Terrible

 

Batailles choisies #567

Terrible - emprunté au latin “terribilis”, signifiant “effrayant, épouvantable”; qui inspire la terreur; qui est d’une violence et d’une intensité extrêmes. 😰


 

Dernier pleure de toutes ses forces, se roule sur le sol de la chambre, tape des pieds et des poings en criant Papa, Papa, Papa. Il mouille la moquette de ses larmes, va chercher dans le plus aigu de ses hurlements, de ceux qui aiguillent la chair et pénètrent jusqu’aux os

C’est terrible de sentir siphonner son sang et son amour maternel.

C’est encore plus terrible de sentir à leur place monter la haine.


Je suis chez ma belle-mère avec Dernier, Mari s’occupe chez nous des grands, l’un invité à un anniversaire, l’autre invité chez un ami. Ça va nous faire du bien à tous de changer de rythme, de n’être pas tous les cinq, de se partager. Sauf que Dernier ne comprend pas bien pourquoi il est chez Abuelita sans son père. Quand il était dehors et qu’il jouait, il n’y avait pas de problème, mais maintenant qu’il est dans la chambre, qu’il commence à être fatigué, les tensions déchargent, les peurs et les pleurs surgissent. Dernier est plongé dans une crise de coups de pieds et de poings, hauts cris et hurlements plus hauts encore. Petit à petit, à chaque minute qui passe, je sens s’enraciner des sentiments qui me font peur, je sens monter des accès de violence, j’ai envie de lui hurler au visage, j’ai envie de le frapper, je sens qu’ont été convoquées les déesses de toutes les rages, les colères divines, les Harpies, les Méduses, les Médées et j’ai peur d’être complètement emportée par cette haine de mon enfant, par le sentiment d'impuissance qui étouffe tout calme et toute logique, par le sentiment de rage froide qui gèle mon cœur et me glace les os

C’est terrible de vouloir que son enfant n’existe plus.

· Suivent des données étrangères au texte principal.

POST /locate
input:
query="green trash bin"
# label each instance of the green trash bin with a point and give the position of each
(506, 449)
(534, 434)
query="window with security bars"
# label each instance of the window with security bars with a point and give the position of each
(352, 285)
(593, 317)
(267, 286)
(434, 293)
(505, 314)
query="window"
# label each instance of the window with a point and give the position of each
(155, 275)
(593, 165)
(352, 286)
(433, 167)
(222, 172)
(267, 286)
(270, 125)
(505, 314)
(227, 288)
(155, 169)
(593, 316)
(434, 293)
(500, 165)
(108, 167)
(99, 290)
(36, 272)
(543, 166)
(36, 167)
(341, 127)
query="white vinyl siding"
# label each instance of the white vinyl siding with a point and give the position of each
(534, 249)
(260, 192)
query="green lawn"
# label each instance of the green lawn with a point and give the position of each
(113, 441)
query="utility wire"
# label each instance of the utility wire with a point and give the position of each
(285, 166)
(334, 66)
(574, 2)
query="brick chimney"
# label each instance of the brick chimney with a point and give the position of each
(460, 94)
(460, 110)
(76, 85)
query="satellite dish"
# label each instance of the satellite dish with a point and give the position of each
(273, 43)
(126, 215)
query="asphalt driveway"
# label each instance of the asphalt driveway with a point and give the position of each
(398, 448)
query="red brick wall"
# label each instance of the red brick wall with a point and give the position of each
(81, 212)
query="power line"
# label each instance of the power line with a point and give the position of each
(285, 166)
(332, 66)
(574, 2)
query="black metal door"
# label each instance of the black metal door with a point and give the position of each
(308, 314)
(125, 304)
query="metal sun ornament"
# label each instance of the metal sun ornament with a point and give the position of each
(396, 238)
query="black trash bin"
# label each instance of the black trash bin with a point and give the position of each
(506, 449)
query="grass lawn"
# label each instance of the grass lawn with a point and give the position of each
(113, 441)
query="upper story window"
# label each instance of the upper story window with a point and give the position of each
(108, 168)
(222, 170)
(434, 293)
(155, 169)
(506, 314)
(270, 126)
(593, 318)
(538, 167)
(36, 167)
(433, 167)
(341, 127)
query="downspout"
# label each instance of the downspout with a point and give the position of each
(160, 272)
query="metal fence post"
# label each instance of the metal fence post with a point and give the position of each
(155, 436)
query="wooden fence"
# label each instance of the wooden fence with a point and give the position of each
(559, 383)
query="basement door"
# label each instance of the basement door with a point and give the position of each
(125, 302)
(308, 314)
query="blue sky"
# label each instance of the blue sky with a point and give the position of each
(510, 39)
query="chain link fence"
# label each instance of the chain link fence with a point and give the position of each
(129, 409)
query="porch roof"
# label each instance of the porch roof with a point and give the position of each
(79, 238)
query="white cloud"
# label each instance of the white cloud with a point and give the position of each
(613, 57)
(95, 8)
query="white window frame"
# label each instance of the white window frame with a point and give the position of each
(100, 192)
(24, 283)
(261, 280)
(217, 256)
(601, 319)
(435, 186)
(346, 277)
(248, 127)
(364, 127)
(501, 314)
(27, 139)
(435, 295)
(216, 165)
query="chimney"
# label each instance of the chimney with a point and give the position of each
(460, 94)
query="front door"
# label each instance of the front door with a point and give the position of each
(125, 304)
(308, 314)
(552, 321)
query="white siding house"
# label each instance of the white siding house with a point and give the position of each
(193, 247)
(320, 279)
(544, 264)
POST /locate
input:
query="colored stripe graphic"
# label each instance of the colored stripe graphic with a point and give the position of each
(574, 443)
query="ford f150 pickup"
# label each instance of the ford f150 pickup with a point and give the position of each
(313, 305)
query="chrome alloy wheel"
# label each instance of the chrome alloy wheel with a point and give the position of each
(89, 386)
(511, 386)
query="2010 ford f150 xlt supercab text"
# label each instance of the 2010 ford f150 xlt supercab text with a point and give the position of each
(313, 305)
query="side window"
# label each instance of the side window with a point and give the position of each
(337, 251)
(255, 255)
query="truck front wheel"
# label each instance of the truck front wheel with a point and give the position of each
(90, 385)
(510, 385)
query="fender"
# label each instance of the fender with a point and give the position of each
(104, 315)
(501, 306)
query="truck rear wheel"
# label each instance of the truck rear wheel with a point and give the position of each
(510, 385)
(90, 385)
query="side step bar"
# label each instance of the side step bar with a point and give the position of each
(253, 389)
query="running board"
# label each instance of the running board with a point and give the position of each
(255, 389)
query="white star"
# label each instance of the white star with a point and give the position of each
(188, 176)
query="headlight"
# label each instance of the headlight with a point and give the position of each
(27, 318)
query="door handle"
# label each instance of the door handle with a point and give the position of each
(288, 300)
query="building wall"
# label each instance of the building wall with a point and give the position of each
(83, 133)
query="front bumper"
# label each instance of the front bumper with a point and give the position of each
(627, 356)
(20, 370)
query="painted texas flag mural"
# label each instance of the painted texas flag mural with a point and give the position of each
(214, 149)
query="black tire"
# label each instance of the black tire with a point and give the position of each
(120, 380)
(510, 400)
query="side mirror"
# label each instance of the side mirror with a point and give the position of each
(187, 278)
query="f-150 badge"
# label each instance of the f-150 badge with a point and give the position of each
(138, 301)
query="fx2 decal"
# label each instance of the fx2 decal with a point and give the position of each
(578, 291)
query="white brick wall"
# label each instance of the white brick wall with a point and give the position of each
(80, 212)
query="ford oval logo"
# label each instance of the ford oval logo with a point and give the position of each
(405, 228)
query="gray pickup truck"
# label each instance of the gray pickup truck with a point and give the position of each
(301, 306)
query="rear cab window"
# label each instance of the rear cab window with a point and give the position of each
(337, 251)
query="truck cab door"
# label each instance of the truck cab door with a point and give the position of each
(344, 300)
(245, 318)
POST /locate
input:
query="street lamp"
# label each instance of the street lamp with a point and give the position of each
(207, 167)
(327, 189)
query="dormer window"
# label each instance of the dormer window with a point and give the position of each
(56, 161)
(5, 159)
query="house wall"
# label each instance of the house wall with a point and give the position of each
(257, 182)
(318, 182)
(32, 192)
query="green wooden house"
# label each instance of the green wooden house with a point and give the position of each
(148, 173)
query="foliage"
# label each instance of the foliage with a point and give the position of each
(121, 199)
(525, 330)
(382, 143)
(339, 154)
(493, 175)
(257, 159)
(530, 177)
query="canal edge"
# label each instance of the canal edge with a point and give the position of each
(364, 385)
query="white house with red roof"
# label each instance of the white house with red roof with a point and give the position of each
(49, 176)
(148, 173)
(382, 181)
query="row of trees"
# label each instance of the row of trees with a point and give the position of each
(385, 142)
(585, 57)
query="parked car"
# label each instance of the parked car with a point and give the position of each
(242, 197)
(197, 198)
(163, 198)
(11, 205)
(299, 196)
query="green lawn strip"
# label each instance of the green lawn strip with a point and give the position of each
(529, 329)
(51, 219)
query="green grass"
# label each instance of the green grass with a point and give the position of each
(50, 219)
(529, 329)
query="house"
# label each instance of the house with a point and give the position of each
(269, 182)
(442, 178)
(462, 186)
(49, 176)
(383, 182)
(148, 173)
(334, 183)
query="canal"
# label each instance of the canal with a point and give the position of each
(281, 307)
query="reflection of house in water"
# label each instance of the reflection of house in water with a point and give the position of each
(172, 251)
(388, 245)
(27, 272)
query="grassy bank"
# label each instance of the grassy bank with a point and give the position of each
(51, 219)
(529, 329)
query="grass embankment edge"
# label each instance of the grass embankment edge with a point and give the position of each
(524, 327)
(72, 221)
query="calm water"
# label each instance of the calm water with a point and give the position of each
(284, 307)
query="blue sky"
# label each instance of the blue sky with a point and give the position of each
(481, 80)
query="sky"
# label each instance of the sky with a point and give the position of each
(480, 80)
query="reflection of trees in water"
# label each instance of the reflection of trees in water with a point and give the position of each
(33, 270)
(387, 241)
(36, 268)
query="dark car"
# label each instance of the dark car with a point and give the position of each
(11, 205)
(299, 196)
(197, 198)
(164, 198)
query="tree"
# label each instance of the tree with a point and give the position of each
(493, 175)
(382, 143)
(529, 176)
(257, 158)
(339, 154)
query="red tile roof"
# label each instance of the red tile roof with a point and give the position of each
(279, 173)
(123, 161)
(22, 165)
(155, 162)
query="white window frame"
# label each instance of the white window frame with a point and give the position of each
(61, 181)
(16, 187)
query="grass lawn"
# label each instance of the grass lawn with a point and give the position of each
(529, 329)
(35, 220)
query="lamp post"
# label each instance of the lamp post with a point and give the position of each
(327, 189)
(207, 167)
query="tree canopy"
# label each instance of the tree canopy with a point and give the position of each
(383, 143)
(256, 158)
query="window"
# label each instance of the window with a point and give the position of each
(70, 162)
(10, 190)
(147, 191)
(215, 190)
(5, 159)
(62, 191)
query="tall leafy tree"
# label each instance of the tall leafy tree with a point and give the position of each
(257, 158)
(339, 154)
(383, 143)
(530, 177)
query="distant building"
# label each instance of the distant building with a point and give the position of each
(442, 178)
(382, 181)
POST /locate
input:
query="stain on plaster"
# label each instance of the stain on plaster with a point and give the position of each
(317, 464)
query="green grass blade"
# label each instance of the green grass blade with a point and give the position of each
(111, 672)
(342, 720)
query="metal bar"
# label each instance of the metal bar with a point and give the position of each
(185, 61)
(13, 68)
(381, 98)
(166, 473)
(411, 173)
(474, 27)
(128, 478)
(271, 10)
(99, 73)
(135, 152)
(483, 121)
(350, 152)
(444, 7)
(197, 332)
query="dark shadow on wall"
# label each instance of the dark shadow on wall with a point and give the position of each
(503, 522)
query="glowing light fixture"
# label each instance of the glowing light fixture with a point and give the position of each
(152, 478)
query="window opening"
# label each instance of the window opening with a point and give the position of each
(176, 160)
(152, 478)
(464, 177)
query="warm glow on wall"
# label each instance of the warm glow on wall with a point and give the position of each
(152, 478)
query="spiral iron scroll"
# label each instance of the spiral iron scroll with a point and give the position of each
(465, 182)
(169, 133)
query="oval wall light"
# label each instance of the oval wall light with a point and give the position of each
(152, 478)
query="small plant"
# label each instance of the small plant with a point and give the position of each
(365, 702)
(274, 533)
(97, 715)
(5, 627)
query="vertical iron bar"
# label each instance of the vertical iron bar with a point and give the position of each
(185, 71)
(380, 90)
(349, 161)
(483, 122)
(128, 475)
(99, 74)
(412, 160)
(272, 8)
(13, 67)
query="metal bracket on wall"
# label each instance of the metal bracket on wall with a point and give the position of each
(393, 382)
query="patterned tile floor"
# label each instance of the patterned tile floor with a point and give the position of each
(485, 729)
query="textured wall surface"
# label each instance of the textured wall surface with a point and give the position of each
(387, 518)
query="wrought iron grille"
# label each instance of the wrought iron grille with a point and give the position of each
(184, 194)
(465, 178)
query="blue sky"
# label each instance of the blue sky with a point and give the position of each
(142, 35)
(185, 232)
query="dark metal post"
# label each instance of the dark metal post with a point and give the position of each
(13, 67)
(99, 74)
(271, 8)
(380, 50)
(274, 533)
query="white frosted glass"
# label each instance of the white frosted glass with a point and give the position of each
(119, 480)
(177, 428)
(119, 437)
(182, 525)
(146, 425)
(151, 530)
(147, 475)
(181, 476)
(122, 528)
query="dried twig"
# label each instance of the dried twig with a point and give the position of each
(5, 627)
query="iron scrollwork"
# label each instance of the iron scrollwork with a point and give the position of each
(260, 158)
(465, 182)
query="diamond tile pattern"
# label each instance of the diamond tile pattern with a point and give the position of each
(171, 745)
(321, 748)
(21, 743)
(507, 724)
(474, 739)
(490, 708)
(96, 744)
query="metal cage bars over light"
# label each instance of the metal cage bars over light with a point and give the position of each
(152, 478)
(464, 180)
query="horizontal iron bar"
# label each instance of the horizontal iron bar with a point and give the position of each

C’est encore plus terrible de devenir Faust. 

 

Je négocie avec moi-même, fais toutes sortes de pactes, attends un peu qu’il arrête de pleurer, surtout ne le mets pas de force dans le lit, de ce genre de batailles, tu sors toujours perdante, compte jusqu’à dix, écoute les oiseaux dehors, garde le silence, ne bouge pas, respire calmement, n’existe pas, fais-toi toute petite.

C’est terrible cette pression de devoir prendre sur soi.

C’est encore plus terrible de savoir que le moindre raté de sieste déclenchera une réaction en chaîne, aura des conséquences néfastes sur l’humeur de tous, et qu’il faut accepter de disparaître pour le bien de tous. 


Mon Dernier a deux ans et quatre mois. Il enchaîne les crises, nous écrase de sa volonté têtue, crie au lieu de parler, pleure au lieu de demander, frappe, résiste, et face à lui, on ne peut qu’endurer, supporter stoïquement l’effrayante prison qui durera encore six ou huit mois peut-être.


Deux ans et quatre mois. 

C’est l’âge terrible.

Et c’est terriblement long d’attendre que son dernier enfant grandisse

Et c’est terrible que Dernier n’ait que cette mère-là, épuisée, à bout d’être mère, médéante et médusée.